My father, Howard Brown, shuffled behind her, his expression a miserable mix of shame and annoyance. "Alright, alright, Brenda. Hayley, just... find a corner and sit down. Don't cause a scene."
He wouldn't meet my eyes. He waved a dismissive hand, muttering under his breath. "What did I do in a past life to deserve this?"
I looked at them, at this pathetic tableau of greed and weakness, and felt nothing but a cold, clinical detachment. They were actors in a poorly written play, and I had already read the script. I knew every betrayal. And I had come to rewrite the ending.
I offered no reply.
Instead, I walked past them, my posture erect, my steps measured.
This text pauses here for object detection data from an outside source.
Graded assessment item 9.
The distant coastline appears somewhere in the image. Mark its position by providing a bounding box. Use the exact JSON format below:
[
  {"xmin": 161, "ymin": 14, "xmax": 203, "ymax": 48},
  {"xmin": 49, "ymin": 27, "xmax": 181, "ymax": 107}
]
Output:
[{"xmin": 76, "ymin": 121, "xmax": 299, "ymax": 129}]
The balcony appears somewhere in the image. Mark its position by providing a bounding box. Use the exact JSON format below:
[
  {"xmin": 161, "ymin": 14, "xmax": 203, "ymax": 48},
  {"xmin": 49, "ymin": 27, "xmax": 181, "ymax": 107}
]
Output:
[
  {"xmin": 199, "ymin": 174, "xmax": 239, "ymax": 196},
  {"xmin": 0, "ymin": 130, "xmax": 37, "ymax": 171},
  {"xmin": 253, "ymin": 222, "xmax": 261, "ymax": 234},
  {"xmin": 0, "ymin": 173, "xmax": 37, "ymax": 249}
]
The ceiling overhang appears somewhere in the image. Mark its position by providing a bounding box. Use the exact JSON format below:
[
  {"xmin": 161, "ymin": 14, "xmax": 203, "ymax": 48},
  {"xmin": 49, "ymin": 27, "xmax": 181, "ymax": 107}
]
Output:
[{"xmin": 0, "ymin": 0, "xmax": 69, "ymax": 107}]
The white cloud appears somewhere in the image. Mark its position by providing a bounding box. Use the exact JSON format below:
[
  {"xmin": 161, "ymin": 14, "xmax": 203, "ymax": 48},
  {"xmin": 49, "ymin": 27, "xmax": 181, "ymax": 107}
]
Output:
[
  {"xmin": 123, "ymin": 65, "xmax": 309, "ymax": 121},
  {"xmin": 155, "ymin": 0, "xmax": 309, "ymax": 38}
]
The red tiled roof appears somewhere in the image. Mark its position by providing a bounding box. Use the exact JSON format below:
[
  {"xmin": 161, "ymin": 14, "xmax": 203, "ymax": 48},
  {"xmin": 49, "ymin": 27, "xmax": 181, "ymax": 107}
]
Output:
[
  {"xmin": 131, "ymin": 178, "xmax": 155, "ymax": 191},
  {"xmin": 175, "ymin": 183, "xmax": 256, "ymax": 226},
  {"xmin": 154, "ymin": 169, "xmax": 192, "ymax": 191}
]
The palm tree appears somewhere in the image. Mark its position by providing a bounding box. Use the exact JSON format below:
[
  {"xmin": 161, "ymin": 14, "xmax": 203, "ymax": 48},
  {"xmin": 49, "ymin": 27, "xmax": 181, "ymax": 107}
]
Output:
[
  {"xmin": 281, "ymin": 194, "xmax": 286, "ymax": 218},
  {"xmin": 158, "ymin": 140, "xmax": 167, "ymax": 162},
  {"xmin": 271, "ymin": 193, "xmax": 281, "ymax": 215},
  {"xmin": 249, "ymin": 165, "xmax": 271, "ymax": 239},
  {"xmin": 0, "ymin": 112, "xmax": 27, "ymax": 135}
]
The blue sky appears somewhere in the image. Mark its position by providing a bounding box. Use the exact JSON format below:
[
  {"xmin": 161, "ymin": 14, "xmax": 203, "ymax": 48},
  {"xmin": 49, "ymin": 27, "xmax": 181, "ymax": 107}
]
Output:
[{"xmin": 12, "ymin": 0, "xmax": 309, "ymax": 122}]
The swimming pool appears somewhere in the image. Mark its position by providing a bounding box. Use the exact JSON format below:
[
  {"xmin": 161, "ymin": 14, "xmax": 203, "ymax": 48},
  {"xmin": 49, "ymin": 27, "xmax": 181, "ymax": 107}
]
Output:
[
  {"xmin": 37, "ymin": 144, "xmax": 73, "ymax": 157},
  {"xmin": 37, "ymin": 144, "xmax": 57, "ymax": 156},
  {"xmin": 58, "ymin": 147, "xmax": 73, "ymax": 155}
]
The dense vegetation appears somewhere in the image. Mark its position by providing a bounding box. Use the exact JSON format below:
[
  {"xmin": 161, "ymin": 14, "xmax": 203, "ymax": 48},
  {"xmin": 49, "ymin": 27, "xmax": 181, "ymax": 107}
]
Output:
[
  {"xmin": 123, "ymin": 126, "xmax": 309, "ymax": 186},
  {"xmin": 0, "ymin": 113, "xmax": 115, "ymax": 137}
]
I moved through the sea of whispering guests, their stares like physical things against my skin, and made my way to an empty chair in the front row. The chair that should have been reserved for the bride's family. The chair I had every right to occupy.
I sat down, crossed my legs, and placed my small clutch on my lap. I was not a crasher. I was a guest of honor at the execution of their lies.
My composure was a weapon. It unnerved them. It threw them off balance. The air crackled with an anticipation that had nothing to do with the impending vows.
The officiant, a flustered elder, cleared his throat and hurried the ceremony along, desperate to regain control. His eyes kept darting to me, a bead of sweat tracing down his temple. He knew something was wrong. Everyone did.
Preston and Amber turned to face each other. The lies began to flow. Words of undying love, of fated connection, of loyalty. The Moon Goddess must have been weeping.
A faint, humorless smile touched my lips. I remembered this script well. I remembered Amber, in another lifetime, boasting about the wolfsbane she'd slipped into his wine, how she'd crawled into his bed, how she'd faked a pregnancy to trap him. The pregnancy, of course, had been a lie. There was no child. There never had been.
Preston's eyes, even as he recited his vows to Amber, kept flicking towards me. They were filled with a toxic cocktail of hatred, resentment, and something else-guilt. He knew what he had done. And he was terrified that I knew too.
Amber noticed. Of course, she did. Her grip on his hands tightened, her body pressing closer, a silent, desperate claim.
"You may now..." the officiant began, his voice booming with false cheer.
That was my cue.
I rose from my seat. The movement was slow, deliberate. My voice, when it came, was not a shout. It was a clear, cold note that cut through the warm evening air and reached every corner of the garden.
"Wait."
Every head snapped in my direction. The garden was utterly silent, a held breath of shock and morbid curiosity.
Preston's face turned a blotchy, furious red. "Hayley, what the hell do you think you're doing!" he roared.
I met his furious gaze without flinching. I let my eyes sweep over the crowd, over my cowering father and furious stepmother, over my triumphant, trembling sister.
I let them all see me. Not the broken girl they had discarded. But the woman who had crawled out of her own grave to collect a debt.
Then, I spoke the words that would shatter their perfect little world.
"This union," I said, each word a perfectly polished stone of defiance, "I object."